Tout d’abord, comme l’a proposé le neurologiste Dr. Doris Tsao, le cerveau favorise les visages sur d’autres modèles. Au cours d’une expérience, qui a surveillé l’activité cérébrale des singes macaques à qui on a montré diverses images, «cellule après cellule, tout répondait aux visages mais pas du tout à d’autres objets», a déclaré le Dr Tsao au New York Times.

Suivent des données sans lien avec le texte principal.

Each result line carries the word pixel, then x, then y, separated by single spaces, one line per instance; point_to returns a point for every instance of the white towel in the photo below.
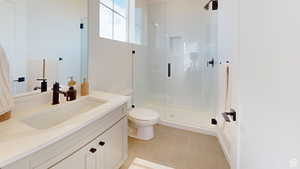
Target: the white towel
pixel 6 98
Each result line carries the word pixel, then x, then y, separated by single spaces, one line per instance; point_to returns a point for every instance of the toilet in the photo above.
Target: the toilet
pixel 141 123
pixel 141 120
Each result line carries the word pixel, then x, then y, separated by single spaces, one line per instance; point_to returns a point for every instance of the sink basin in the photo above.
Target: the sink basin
pixel 60 113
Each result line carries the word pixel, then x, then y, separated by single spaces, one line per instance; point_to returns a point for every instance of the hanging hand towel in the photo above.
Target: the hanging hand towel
pixel 6 98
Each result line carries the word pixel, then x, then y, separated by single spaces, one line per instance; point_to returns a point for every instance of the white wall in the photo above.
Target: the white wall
pixel 269 83
pixel 110 62
pixel 228 50
pixel 13 38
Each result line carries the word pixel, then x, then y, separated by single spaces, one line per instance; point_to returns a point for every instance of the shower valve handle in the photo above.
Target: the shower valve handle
pixel 211 62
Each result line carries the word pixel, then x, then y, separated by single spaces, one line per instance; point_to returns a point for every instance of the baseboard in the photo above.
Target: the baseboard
pixel 223 146
pixel 202 130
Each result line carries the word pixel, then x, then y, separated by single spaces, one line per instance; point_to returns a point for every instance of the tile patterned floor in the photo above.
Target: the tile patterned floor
pixel 178 149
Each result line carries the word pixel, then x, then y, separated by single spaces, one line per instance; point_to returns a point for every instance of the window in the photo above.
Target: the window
pixel 113 19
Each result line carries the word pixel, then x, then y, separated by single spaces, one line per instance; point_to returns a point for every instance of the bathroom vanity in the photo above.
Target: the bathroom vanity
pixel 89 133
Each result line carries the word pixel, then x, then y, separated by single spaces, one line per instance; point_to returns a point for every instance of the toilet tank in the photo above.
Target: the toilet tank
pixel 129 93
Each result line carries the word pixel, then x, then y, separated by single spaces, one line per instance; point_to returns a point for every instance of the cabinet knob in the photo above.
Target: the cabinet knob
pixel 93 150
pixel 101 143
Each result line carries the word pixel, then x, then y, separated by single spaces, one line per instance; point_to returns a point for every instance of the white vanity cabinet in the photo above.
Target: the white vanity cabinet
pixel 105 152
pixel 103 144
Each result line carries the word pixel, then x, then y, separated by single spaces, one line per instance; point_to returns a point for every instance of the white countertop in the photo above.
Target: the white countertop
pixel 17 140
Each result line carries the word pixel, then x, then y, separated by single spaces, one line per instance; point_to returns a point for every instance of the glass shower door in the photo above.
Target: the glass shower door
pixel 191 78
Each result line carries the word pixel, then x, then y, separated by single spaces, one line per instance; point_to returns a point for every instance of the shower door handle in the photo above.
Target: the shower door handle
pixel 169 69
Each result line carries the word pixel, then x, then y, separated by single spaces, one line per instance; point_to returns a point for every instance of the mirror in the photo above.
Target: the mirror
pixel 54 31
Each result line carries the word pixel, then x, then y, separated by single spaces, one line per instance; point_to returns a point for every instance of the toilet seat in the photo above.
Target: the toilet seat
pixel 143 114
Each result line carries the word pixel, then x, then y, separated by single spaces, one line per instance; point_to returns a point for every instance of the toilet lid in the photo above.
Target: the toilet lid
pixel 144 114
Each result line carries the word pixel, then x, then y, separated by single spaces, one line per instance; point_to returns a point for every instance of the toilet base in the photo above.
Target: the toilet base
pixel 143 133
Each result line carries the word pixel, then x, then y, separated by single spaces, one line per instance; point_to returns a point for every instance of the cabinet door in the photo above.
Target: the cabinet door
pixel 112 144
pixel 85 158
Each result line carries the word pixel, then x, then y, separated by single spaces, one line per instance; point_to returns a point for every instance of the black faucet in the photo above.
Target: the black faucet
pixel 56 92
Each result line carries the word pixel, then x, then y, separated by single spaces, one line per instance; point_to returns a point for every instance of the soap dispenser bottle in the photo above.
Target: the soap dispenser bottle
pixel 71 93
pixel 85 87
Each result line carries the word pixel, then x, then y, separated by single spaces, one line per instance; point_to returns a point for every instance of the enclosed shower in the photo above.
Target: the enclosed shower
pixel 175 60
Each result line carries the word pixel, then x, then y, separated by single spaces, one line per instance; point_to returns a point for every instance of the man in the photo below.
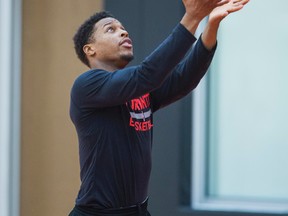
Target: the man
pixel 112 106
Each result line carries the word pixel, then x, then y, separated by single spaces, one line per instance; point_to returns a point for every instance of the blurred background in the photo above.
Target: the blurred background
pixel 222 150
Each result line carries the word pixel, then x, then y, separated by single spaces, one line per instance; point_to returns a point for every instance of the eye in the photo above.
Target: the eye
pixel 110 29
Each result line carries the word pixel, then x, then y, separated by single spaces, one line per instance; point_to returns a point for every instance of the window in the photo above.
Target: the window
pixel 240 139
pixel 10 35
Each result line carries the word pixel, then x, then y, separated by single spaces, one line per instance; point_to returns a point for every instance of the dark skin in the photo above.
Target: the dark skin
pixel 111 48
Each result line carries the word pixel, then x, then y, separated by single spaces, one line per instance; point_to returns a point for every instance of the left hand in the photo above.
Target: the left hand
pixel 219 13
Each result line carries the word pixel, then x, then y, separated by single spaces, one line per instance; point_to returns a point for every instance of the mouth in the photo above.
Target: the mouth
pixel 126 42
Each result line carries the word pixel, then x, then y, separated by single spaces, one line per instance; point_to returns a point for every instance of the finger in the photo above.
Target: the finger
pixel 222 2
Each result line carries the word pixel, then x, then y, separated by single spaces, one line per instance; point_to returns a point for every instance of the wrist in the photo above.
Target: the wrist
pixel 190 23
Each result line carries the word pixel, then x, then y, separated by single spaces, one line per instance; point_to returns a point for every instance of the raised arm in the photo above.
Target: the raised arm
pixel 209 36
pixel 196 10
pixel 190 71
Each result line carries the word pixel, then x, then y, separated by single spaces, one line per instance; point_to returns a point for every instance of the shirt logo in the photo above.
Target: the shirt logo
pixel 140 113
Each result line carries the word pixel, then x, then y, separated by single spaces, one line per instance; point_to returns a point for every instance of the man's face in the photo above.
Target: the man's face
pixel 112 43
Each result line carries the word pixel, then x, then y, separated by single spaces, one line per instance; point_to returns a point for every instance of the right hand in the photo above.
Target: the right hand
pixel 198 9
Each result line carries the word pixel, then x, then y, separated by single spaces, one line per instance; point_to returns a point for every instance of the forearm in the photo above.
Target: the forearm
pixel 185 77
pixel 209 35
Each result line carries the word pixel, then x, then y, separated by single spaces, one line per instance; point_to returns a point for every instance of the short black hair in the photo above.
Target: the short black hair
pixel 84 33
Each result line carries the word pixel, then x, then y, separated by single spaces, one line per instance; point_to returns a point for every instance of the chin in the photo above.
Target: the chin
pixel 127 58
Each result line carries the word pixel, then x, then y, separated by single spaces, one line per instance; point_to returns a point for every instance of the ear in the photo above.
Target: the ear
pixel 89 49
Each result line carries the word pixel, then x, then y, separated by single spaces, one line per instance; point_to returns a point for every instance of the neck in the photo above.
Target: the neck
pixel 111 67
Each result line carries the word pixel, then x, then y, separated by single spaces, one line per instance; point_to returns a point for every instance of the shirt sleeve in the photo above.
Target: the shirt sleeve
pixel 185 77
pixel 99 88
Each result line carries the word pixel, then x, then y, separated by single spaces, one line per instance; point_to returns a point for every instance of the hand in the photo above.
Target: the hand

Elliott Erwitt,  Rome 1965 , 1965. Collection de l’Akron ArtMuseum. Don du Dr Barry Leon.

Joan Miró,  Blue Border , non daté. Courtoisie du musée d’art Akron.

Mais elle a également noté une anomalie: les objets qui ne sont pas des visages « peuvent avoir certaines caractéristiques qui déclenchent faiblement ces cellules apparentes ». Le Dr Pawan Sinha, un scientifique cognitif du MIT qui a utilisé une méthodologie de recherche informatique pour étudier la pareidolia, est d’accord. Il a également constaté que si le cerveau était assez sophistiqué pour reconnaître les motifs faciaux (symétrie, front éclatant, impression sombre sous le nez), il n’est pas impeccable. « Parfois, les visages authentiques ne correspondent pas à ces régularités, et parfois les non-visages les satisfont », a-t-il déclaré .

Le neurologique de l’Université de Boston, Takeo Watanabe, a suggéré que la pareidolia pourrait avoir des racines évolutives. Dans sa recherche, il a exploré comment le cerveau humain devient hypersensible aux stimuli qu’il voit régulièrement, ainsi que tout ce qu’il pourrait percevoir comme une menace. C’est peut-être ce sentiment de conscience accrue qui nous rend vigilants à d’autres êtres vivants, qu’ils soient humains ou animaux. « Si vous habitiez à l’époque primitive … il serait bon d’être très sensibilisé aux tigres », a-t-il expliqué.

Donc, la prochaine fois que vous verrez un visage dans une éclaboussure de Jackson Pollock, ou un témoin émerge d’une photo de Bernd et Hilla Becher, rappelez-vous que vous n’êtes pas fou; c’est juste que votre cerveau fait son travail évolutif, aidé par une réflexion créative.